I have a data set with more than 10000 (this will be more in future) records as below:

[[name=>'name1',url=>'url1', visit=>120],
[name=>'name2',url=>'url2'], visit=>250,
..........
]

It is possible to have duplicate values for the key combination name,url. In such situations I need to get the sum of each records have the duplicate name,url.

Finally I want insert this values into a database. When I do this I have two method to do this:

  1. Create another array with unique combination (name,url) and sum of visit
  2. Update/insert db for each record in a loop.

What is the optimal solution to do this or is there better way to do this?

I know there will be memory issues for a large data set in the first method. In second method there are many db hits and I need to know the disadvantage(s) if I follow 2nd way.

Any help or insight would be appreciated.

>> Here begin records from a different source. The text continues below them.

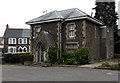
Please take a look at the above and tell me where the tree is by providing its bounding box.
[95,2,118,27]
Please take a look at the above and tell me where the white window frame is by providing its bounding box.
[66,23,76,39]
[18,38,27,44]
[66,42,79,52]
[8,46,16,53]
[8,38,16,44]
[18,46,28,52]
[18,46,23,52]
[22,46,28,52]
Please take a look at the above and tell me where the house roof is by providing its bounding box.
[96,0,115,2]
[0,37,3,45]
[26,8,103,25]
[3,28,30,38]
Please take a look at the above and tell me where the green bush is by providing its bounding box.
[74,48,90,64]
[102,62,110,67]
[3,53,20,63]
[48,46,58,64]
[20,55,33,64]
[64,58,75,65]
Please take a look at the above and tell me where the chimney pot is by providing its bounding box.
[6,24,9,29]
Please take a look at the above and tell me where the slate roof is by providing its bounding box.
[3,28,30,38]
[26,8,102,24]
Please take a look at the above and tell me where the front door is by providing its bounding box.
[38,44,45,62]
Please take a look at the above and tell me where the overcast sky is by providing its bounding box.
[0,0,120,36]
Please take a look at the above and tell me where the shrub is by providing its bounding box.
[57,58,65,64]
[65,58,75,65]
[102,62,110,67]
[20,55,33,64]
[3,53,20,63]
[48,46,58,64]
[74,48,90,64]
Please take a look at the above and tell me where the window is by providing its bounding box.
[18,46,22,52]
[8,46,16,53]
[23,47,27,52]
[18,38,27,44]
[67,23,75,38]
[8,38,16,44]
[18,46,27,52]
[66,42,78,52]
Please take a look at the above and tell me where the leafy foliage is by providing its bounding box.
[48,46,58,64]
[95,2,119,52]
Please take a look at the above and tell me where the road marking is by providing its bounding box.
[106,73,113,75]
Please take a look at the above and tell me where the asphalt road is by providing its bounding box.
[2,65,118,81]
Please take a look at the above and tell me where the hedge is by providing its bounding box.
[20,55,33,64]
[3,53,30,63]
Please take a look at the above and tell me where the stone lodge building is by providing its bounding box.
[26,8,114,62]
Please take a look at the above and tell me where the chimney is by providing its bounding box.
[6,24,9,29]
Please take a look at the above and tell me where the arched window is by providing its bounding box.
[18,46,23,52]
[23,47,27,52]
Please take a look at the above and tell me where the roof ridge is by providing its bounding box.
[55,10,63,18]
[75,8,88,15]
[8,28,30,30]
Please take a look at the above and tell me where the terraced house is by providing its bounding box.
[3,24,30,53]
[26,8,114,62]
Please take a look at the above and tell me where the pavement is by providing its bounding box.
[2,64,118,81]
[78,63,101,68]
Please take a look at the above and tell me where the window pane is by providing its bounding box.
[10,48,13,52]
[19,39,22,44]
[13,39,15,44]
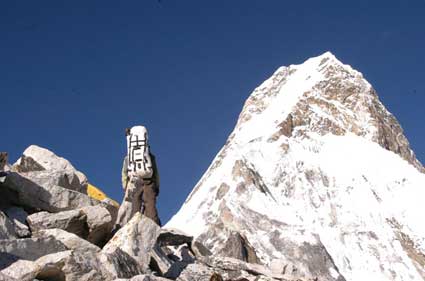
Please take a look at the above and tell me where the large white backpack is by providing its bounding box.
[127,126,153,179]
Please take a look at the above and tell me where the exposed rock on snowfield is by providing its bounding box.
[166,53,425,280]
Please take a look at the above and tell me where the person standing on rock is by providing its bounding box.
[116,126,161,228]
[0,152,8,182]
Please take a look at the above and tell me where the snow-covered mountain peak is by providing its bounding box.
[167,52,425,281]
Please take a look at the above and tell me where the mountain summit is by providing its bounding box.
[167,52,425,281]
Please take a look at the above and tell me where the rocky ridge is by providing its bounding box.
[0,145,292,281]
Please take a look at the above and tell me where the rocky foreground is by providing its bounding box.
[0,145,294,281]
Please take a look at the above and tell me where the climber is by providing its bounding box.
[116,126,161,228]
[0,152,9,182]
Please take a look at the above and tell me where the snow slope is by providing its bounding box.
[166,52,425,280]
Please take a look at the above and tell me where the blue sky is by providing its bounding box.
[0,0,425,222]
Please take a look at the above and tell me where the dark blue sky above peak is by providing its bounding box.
[0,0,425,222]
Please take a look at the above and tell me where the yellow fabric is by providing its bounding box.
[87,183,120,207]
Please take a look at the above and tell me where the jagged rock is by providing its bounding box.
[150,229,195,279]
[0,211,18,239]
[13,145,87,193]
[31,249,142,281]
[0,272,17,281]
[0,152,7,185]
[36,250,114,281]
[218,231,260,263]
[190,239,212,257]
[156,228,193,246]
[27,206,113,244]
[27,210,89,238]
[0,236,67,261]
[0,252,20,270]
[81,203,115,245]
[33,229,100,252]
[35,251,72,280]
[5,206,31,238]
[1,260,38,281]
[176,263,215,281]
[98,248,144,278]
[150,245,188,280]
[102,213,160,270]
[114,274,170,281]
[195,257,288,281]
[0,172,103,213]
[19,170,87,194]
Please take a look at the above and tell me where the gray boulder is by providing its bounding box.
[0,172,103,213]
[217,231,260,263]
[27,210,89,238]
[102,213,160,270]
[150,244,189,280]
[5,206,31,238]
[98,248,144,278]
[190,239,212,257]
[0,272,17,281]
[33,229,100,252]
[19,170,87,194]
[13,145,87,193]
[1,260,38,281]
[0,236,67,261]
[177,257,280,281]
[36,250,109,281]
[156,228,193,246]
[114,274,170,281]
[80,205,115,245]
[35,249,142,281]
[27,206,113,245]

I do some big database update like this myself and spent ages trying different solutions.

Instead of:

  1. Check if record exists, eg select count(id) from data where name='name' and url='url'
  2. Not found, insert record
  3. Found, sum result

I would try this

  1. Set the unique primary keys on your data table on the url and name field.
  2. Try to do a normal insert and see if you get a successful result.
  3. On unsuccessful result (there already is value for name and url because these 2 fields must be unique), sum the result.